Confusing Statement in the 3rd chapter (Pandas, Histograms) of Guided Project of the course, 'Exploratory Data Visualization'

https://app.dataquest.io/m/146/guided-project%3A-visualizing-earnings-based-on-college-majors/3/pandas-histograms

The statement I am referring to is here:

’ If you’ve looked at the documentation for Series.plot() , you’ll notice there is no way to control the binning strategy for histograms. Luckily, we can control the binning strategy of a histogram using [Series.hist()] which contains parameters specific to customizing histograms.’

The code given to achieve the results is:
recent_grads['Sample_size'].hist(bins=25, range=(0,5000))

But I am getting the same result with the following code:
recent_grads['Sample_size'].plot(bins=20, range=(0, 5000), kind='hist')
which negates the above statement.

According to the statement Series.plot() doesn’t provide the binning strategy, but the above line of code is working fine.

`Can anyone explain why is it so?

1 Like

They are just redundancies in matplotlib API. Multiple ways for a user to achieve the same results. With df.plot, you can dynamically change the value in kind input parameter.
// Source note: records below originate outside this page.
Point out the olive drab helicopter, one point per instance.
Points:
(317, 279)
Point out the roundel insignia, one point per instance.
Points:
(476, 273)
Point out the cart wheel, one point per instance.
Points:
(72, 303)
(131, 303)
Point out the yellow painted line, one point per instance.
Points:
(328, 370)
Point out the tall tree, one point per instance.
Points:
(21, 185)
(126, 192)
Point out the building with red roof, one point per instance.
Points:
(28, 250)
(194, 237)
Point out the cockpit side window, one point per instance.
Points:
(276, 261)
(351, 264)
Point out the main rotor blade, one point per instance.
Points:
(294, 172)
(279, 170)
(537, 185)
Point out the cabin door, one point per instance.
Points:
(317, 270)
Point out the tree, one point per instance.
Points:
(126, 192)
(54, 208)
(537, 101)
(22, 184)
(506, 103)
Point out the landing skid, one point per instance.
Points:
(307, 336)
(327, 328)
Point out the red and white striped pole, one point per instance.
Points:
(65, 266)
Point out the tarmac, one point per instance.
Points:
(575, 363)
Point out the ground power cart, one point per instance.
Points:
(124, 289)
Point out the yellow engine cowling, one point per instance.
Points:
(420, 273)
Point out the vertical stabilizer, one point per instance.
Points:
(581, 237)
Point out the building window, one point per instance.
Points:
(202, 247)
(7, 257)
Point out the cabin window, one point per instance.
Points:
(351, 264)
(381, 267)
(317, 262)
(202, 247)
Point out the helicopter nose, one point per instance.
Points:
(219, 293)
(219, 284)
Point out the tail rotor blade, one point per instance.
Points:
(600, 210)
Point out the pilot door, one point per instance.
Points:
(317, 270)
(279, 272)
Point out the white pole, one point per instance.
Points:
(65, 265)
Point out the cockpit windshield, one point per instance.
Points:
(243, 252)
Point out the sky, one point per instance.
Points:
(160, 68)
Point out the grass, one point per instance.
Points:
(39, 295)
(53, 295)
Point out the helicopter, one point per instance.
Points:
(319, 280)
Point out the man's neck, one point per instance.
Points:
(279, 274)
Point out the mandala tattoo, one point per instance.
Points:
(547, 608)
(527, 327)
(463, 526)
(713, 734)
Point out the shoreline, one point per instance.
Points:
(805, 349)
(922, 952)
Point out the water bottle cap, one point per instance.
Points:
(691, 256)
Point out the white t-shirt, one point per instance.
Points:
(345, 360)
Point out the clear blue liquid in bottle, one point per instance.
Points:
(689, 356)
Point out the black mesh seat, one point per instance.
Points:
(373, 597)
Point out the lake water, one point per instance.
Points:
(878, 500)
This is harder if you used df.hist.

I’m not sure about the binning point, could be simply author error, could be API got updated so it doesn’t provide for an input in the past but does now. I find the fastest answer is just run it and see if error comes out. It’s unfortunate that matplotlib docs has to use *args **kwargs which really doesn’t say what inputs are possible, but that’s the settled solution for now for an ever changing API with too many inputs, and for compatibility/easy docs updating of libraries depending on matplotlib (eg. pandas df.plot)

2 Likes